The European Parliaments adopted a new MEP code of conduct, which was drafted in response to the recent MEP cash-for-amendments scandal (1). The Greens were to the fore in pushing for these reforms and welcomed today's vote, with Claude Turmes MEP, who was the Green representative on the working group tasked with preparing the code, stating:
"This new code of conduct is an important step towards more transparency and addressing potential conflict of interests in the European Parliament, and, as such, reducing the possibilities for corruption. It establishes far-reaching transparency rules for legislators, including detailed declarations of financial interest and steps to prevent conflicts of interest, going beyond most international standards (2).
"The code of conduct cannot simply be left to sit on a shelf. It needs to now be rigorously applied. This means ensuring sufficient human and other resources are allocated to providing meaningful oversight. The incoming EP president must prioritise the strict application and observance of these new rules."
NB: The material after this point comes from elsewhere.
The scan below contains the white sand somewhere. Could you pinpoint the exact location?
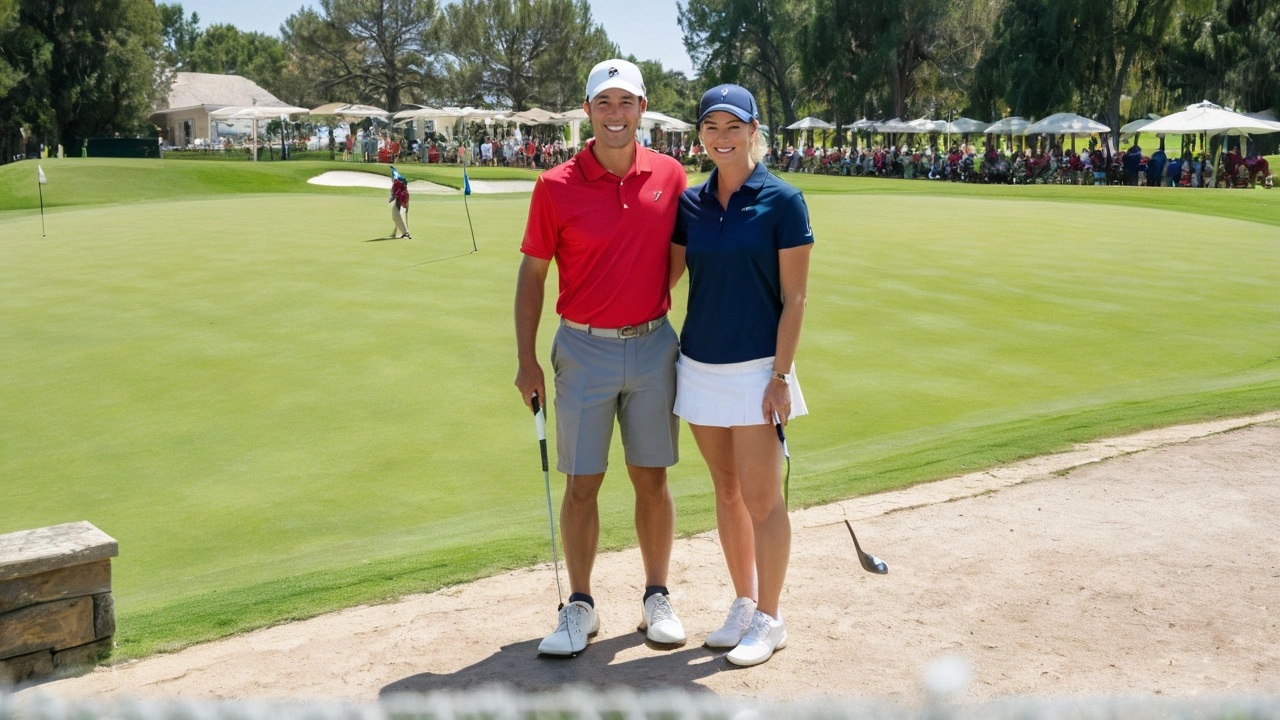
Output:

Green constitutional affairs spokesperson Gerald Häfner added:
"The code is a success for the European Parliament and especially for the Greens who have been demanding such rules for many years. Above all, it is a success for European democracy, It will help to prevent misuse of office and unethical lobbying. MEPs should serve their voters and not lobbyists and this code should help restore the confidence of citizens in their elected representatives."
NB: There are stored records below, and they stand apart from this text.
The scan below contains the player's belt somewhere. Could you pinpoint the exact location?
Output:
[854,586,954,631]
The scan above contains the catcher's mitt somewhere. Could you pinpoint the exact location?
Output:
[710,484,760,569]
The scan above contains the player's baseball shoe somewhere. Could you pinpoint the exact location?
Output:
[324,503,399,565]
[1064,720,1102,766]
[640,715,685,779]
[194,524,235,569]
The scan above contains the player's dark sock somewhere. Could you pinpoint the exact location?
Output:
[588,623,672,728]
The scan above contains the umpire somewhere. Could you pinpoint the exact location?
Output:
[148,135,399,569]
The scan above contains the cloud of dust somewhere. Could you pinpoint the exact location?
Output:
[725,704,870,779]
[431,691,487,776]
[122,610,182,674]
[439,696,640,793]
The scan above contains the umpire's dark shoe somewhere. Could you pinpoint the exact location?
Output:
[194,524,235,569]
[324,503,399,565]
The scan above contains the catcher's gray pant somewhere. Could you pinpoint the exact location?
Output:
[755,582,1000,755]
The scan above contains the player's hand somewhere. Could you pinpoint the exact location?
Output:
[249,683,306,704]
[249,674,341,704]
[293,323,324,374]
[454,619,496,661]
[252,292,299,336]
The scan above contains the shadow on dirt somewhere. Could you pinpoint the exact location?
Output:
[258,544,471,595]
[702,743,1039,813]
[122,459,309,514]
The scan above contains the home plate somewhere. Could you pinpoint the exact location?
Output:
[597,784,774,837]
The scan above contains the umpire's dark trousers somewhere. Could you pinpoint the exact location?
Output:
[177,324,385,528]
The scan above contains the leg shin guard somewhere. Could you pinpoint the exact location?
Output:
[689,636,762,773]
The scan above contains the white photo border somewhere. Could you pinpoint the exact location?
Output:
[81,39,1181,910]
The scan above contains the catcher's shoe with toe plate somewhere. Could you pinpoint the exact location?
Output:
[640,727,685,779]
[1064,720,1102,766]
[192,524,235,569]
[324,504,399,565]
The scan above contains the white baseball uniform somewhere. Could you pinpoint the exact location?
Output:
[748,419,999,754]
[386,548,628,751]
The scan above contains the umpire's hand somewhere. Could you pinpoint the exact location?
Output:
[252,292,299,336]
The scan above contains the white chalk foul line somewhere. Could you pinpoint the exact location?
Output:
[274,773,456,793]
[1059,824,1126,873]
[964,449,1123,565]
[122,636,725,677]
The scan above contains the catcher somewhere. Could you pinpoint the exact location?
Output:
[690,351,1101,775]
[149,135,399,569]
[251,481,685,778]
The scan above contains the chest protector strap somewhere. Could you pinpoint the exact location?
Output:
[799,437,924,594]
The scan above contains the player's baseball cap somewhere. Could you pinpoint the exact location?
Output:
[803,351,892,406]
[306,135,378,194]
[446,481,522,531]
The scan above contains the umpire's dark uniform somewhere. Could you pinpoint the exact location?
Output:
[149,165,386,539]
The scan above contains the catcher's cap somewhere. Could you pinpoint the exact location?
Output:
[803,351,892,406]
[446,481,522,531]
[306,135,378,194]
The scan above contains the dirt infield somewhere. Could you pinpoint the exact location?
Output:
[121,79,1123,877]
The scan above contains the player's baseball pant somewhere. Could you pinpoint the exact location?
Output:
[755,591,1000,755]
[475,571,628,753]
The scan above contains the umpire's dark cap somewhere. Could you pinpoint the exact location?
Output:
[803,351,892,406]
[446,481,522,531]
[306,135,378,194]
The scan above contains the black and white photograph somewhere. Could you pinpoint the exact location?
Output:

(1) A working group set up by EP president Buzek to draft a new code of conduct finalised its work in June. Today's vote marks the final adoption.
(2) MEPs will no longer be able to hold second jobs that involve lobbying on EU policies: this is an important measure, which directly addresses one of the key problems raised earlier this year. MEPs will have to provide details of all their secondary activities, outlining not just where/for whom the activities are carried out but also the level of financial income accrued. The incomes are to be listed in four categories, starting from €500 per month and rising to €10,000 - similar to the system in the German Bundestag. Infringements by MEPs will result in clear sanctions ranging from exclusion from certain parliamentary activities to withdrawal of functions.